Vivian Fernandes is a senior journalist with nearly 30 years of practice, 19 of them in television, all of which he spent at TV18. Vivian’s last assignment was as executive editor of a book on India and China written by the founder of the Network 18 group, Mr Raghav Bahl. He has been an observer of Indian business and politics, and had reported on economic policy making as reporter, chief of Delhi bureau of correspondents and economic policy editor. Vivian has traveled abroad with Prime Ministers Narasimha Rao, Atal Behari Vajpayee and Manmohan Singh. He was also reported on the World Trade Organization’s trade talks from Cancun, Hong Kong and Geneva. He continues his association with the Network18 group, but not as an employee.
In 1990, I joined the Business and Political Observer (later called the Observer of Business and Politics). Every big business group had a newspaper. If size of business and scale of ambition were the criteria, the Ambanis qualified to own one. To distinguish itself from other financial dailies, BPO was printed on pink paper like the Financial Times of London. The launch was delayed by many months. Vishwanath Pratap Singh was the Prime Minister. He nursed a grudge against the Ambanis and raised hurdles. That gave rival Economic Times a head start. Under editor T N Ninan, it became India's first pink paper.
We saw a young Anil Ambani dart in and out of office. He was always in a hurry and full of energy. He looked dashing like one of those 'Only Vimal' models. The Ambanis introduced modern HR practices. They structured our salaries to make them tax-efficient. This was a novelty for journalists low down in the heap. For the first time we were getting taxable salaries. My previous employment at Hindustan Times was a socialist utopia. Wages - salaries would be an overstatement- were decided by a tribunal appointed by the government. Years of service were no ground for discrimination. Novice or veteran earned about the same. On pay day, one of us would collect cheques for everyone in the department. The wage tribunals had banished envy.

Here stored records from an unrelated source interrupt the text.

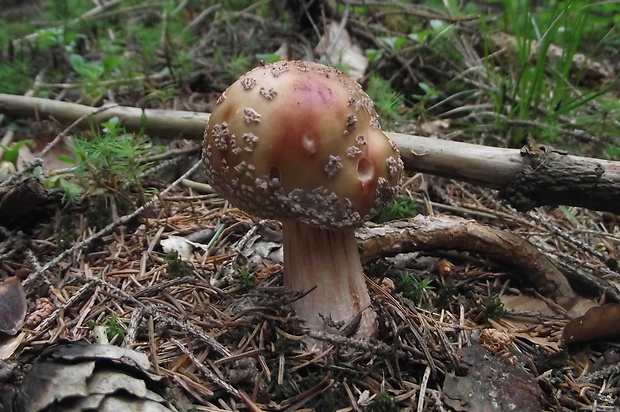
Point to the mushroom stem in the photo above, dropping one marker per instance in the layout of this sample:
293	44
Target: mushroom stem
329	261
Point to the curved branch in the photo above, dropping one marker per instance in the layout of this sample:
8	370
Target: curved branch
527	178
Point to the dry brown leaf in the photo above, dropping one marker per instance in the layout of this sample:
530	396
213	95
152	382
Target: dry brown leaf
12	306
597	323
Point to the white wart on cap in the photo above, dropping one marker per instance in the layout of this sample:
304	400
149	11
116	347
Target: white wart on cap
301	141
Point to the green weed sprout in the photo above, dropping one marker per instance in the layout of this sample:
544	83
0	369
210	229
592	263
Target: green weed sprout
413	288
400	208
387	101
112	160
114	329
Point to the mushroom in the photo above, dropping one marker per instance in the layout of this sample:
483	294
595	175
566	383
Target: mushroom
300	142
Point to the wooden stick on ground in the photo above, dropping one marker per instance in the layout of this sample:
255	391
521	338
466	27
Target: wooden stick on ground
533	176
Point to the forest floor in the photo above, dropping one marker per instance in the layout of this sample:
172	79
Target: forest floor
460	328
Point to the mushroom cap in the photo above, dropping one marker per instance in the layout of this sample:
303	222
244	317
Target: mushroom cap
301	141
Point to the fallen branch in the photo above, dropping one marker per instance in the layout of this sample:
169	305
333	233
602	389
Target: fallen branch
451	232
535	176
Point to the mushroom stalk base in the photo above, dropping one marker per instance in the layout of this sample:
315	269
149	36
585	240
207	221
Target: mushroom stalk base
329	260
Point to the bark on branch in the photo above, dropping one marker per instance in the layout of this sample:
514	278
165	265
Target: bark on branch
451	232
525	178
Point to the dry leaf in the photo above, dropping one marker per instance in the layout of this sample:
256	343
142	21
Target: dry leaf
597	323
12	306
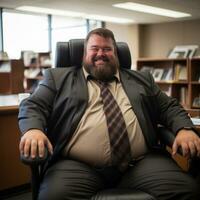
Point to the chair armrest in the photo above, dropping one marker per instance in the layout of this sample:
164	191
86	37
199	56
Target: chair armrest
166	136
34	161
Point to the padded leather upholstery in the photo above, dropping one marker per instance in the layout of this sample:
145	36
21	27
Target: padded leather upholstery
71	54
122	194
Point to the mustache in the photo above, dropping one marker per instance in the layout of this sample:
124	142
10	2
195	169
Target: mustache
104	58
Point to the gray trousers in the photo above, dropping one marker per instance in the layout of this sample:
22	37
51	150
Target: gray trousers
156	174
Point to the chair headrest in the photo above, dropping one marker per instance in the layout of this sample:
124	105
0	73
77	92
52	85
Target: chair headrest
71	54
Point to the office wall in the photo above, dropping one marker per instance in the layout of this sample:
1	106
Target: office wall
156	40
129	34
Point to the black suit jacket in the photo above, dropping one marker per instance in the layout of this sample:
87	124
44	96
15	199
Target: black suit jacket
58	104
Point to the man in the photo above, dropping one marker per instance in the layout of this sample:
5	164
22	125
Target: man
70	113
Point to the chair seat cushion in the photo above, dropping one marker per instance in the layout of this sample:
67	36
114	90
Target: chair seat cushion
122	194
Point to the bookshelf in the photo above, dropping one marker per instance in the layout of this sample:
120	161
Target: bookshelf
179	78
11	76
35	64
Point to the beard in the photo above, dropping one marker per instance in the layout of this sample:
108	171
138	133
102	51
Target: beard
103	72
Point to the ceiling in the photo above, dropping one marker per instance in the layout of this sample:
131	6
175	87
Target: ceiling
104	7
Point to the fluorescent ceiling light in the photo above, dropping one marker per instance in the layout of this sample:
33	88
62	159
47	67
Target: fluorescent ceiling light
74	14
50	11
110	19
152	10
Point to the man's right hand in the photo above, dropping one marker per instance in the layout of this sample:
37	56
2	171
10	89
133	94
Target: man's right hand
33	142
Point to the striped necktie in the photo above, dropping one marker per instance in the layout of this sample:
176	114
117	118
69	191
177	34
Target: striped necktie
119	141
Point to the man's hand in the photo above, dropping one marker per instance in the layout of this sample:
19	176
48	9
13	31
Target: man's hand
33	142
189	143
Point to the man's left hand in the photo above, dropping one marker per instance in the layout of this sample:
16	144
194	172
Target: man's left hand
188	141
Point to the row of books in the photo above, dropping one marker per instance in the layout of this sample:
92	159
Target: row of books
176	73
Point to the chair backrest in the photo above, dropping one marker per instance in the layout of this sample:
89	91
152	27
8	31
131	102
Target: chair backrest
71	54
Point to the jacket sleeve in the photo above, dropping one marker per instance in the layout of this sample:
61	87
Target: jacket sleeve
35	110
170	112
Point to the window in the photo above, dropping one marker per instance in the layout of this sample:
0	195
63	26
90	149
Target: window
23	31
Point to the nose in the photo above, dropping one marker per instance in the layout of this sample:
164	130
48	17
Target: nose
100	52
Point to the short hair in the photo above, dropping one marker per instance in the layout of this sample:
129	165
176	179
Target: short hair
103	32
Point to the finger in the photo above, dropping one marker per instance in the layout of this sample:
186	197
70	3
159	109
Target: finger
49	146
192	149
33	148
41	148
197	144
21	146
185	149
27	147
174	147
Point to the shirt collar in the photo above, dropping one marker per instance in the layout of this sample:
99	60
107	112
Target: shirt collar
89	77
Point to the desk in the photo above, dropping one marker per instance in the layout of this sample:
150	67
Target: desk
12	172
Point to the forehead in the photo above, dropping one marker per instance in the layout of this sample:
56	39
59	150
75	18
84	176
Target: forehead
96	40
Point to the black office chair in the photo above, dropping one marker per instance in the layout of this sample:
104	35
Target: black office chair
71	54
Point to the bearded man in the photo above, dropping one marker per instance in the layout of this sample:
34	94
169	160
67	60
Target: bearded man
93	147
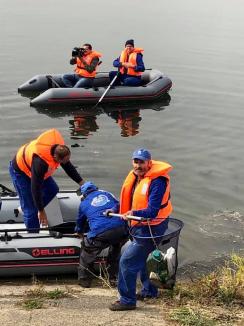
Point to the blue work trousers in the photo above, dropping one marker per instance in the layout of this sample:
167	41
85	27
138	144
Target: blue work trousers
125	80
22	184
133	263
77	81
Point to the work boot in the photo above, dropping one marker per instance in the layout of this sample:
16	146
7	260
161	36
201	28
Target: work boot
85	282
118	306
141	297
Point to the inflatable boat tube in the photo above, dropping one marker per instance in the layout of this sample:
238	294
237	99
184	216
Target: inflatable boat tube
54	252
53	92
10	211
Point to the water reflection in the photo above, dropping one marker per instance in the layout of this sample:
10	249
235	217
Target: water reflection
84	120
127	120
83	125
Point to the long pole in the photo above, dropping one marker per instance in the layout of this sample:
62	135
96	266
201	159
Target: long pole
130	217
108	88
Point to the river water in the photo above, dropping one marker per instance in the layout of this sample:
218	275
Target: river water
199	45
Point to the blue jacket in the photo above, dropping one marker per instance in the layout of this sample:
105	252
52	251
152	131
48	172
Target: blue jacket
139	60
91	210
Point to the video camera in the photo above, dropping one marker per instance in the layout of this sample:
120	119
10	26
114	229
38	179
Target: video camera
78	52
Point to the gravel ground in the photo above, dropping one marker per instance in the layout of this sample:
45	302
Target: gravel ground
80	307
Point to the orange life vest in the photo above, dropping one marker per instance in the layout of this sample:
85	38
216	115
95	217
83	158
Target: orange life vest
80	67
42	147
141	193
130	59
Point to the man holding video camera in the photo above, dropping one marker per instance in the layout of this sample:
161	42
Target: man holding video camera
86	61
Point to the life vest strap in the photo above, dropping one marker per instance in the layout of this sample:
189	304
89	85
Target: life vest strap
165	205
24	159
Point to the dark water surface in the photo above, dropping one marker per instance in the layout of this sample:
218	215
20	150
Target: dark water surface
199	45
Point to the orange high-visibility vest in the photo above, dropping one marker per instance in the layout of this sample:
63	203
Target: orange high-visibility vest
80	67
141	193
130	59
42	147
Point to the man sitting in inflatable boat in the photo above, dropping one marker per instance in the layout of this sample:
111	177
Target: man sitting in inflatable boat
86	61
130	64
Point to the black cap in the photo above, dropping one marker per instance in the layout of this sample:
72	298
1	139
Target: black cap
129	42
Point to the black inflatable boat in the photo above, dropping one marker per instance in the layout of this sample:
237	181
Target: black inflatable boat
53	92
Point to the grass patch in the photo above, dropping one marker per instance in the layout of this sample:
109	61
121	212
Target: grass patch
30	304
214	299
36	298
225	285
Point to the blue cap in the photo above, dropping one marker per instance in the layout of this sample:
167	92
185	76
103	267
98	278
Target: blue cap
141	154
88	187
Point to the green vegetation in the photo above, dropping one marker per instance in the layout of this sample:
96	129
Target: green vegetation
214	299
35	298
30	304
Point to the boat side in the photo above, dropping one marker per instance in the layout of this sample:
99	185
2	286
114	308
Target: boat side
71	96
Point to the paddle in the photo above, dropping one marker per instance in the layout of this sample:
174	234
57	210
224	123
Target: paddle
108	88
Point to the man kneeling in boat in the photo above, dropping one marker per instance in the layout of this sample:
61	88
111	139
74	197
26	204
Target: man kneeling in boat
130	66
104	232
87	61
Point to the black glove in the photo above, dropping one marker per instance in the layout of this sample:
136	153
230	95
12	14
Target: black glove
72	61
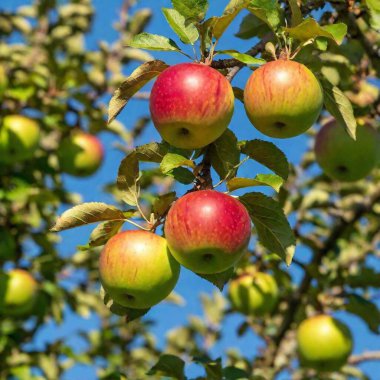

The Ambanis are Gujaratis. I suspect they were Sikhs in the previous birth. At the newspaper, they ran a langar or community kitchen that was as busy as we were idle. Food was free. Initially, even non-vegetarian fare was served. We would order for ourselves and colleagues. The newsroom was an arena of competitive generosity at company expense.
I am no longer an employee of the Ambanis. I am their customer. Power distribution was privatised in 2002, in the month (July) that Dhirubhai Ambani died. We were happy to see the back of that abomination of a state utility, the Delhi Vidyut Board. Delhi was the second state to privatise power distribution after the failed attempt by Orissa. The Delhi government has staked political capital on the initiative. The private companies were seen as mascots of power reforms. They carried the burden of expectations.
Under Anil Sardana (now MD of Tata Power), the Tata utility gave a fine account of itself. But the two Anil Ambani companies gave privatisation a bad name. The top management was competent but it was not empowered. Chief Minister Sheila Dikshit was apologetic. She blamed the rivalry between the brothers. I recall ending a TV report on CNBC-TV18, saying: "Anil Ambani talks corporate governance in Mumbai, he must walk the talk in Delhi." Business Standard editor T N Ninan, in his column in the paper, said: "It is not enough (for Anil Ambani) to make great presentations and wow everyone with financial deal-making. Running a business requires focus, sustained application, team-building and meeting customer expectations." Quite an earful.
A couple of years later, the power regulator found BSES inflating capital expenditure by Rs 535 crore through an intra-group transfer of assets. Though BSES's service has improved, Delhi consumers pay high rates, even though power lost to theft and in the course of transmission has fallen to low double digits from over 60 per cent and the Delhi government has written off a loan of Rs 3,000 crore. Like BPO's journalists, the BSES companies are always hungry for more.
And now another Anil Ambani company has let us down. It has shut down the metro service between Delhi international airport and the city centre, citing defective bearings, on which the tracks rest, as a safety hazard. The 23-km express line failed to keep date with the Commonwealth Games, it has been running slower than target speed and it is losing money. Public-private partnership metro projects have not been successful the world over. Is this a ploy to cut losses before they start piling up?
Without sincerity of purpose, PPP infrastructure projects will have the possibility of privatising gains at public expense. Given the level of morality in our governance system, strong covenants will be of little help. Unscrupulous private players (and this is no insinuation against Reliance Infrastructure) can induce officials and ministers to renege on commitments and walk out of a contract.
Companies indeed have a responsibility to shareholders. But they must also honour the trust that society has reposed in them.
You cannot legislate integrity.
The airport metro has been working for just about a year. It is too early for the operator to throw up their hands. It must operate the line on a 'best endeavour' basis. If after a couple of years it is found that the line is genuinely unviable, the government could re-auction it to the one who seeks the least subsidy.